I have had this book on my shelf since it was Book of the Month add-on in 2020. I had heard some pre-publication praise for it and bought it without really knowing what it was about. In the end, that was a good decision.
Piranesi lives in a house with endless rooms and a ridiculous number of statues, all unique. On the top floors, there is the sky. On the bottom floors, there is the sea. Piranesi is a man of scientific inquiry and helps the Other with his research projects about the house.
Piranesi’s house is no ordinary building: its rooms are infinite, its corridors endless, its walls are lined with thousands upon thousands of statues, each one different from all the others. Within the labyrinth of halls an ocean is imprisoned; waves thunder up staircases, rooms are flooded in an instant. But Piranesi is not afraid; he understands the tides as he understands the pattern of the labyrinth itself. He lives to explore the house.
There is one other person in the house―a man called The Other, who visits Piranesi twice a week and asks for help with research into A Great and Secret Knowledge. But as Piranesi explores, evidence emerges of another person, and a terrible truth begins to unravel, revealing a world beyond the one Piranesi has always known.
Piranesi introduces an astonishing new world, an infinite labyrinth, full of startling images and surreal beauty, haunted by the tides and the clouds.
Piranesi is simply unlike any book I have ever read and likely will ever read. I mean that in an awe-inspiring way. It is full of so many surprises as well as delight.

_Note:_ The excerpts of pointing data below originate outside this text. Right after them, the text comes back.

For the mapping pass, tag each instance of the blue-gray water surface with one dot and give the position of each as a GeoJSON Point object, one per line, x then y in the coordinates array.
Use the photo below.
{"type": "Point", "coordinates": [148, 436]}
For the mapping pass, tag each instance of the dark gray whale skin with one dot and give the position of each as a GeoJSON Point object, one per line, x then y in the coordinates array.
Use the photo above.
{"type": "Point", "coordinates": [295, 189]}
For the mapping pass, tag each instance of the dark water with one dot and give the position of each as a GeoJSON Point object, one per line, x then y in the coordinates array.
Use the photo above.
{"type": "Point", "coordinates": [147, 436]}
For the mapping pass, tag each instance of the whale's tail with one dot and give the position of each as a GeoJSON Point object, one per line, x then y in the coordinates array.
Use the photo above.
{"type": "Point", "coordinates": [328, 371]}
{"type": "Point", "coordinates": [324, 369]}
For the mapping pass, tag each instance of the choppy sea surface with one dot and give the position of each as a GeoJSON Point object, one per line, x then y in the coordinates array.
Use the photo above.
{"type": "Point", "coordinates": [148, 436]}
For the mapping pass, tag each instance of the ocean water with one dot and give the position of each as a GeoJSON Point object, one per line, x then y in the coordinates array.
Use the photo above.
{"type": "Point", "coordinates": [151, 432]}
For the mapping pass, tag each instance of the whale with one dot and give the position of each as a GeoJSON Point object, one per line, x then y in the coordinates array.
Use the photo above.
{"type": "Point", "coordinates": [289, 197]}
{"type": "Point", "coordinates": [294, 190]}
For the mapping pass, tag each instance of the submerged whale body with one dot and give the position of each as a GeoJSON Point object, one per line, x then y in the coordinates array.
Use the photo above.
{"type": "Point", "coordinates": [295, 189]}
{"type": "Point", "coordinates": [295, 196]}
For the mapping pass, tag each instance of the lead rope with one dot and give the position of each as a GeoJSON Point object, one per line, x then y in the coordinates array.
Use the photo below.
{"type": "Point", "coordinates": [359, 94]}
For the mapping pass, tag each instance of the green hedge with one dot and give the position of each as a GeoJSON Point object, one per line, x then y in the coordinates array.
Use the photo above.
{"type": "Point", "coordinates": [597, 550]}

I found Piranesi a bit slow to start, but then you are weirdly entranced by about page 25. I think the book is just so strange that you need to know why and how and what is going on. Why is Piranesi in this labyrinth house with endless rooms and a bazillion statues? What is this house? Is it a metaphor? At some point, I was completely pulled in and needed to know what the hell was happening or did happen.
The first page or so it was a bit to slog through, but once I came to understand that I did not need to absorb and remember every little detail, it was much easier to breeze through and enjoy. Please take note! Once you know this, you can truly appreciate Susanna Clarke’s beautiful prose.
It is hard to describe why I liked Piranesi so much. There is a constant unfolding of possibilities. It is quirky and at first you will not understand a thing. In the end Piranesi is simply surprising and magical, yet wholesome. Overall, I definitely recommend Piranesi regardless if it sounds like something you would like or normally read.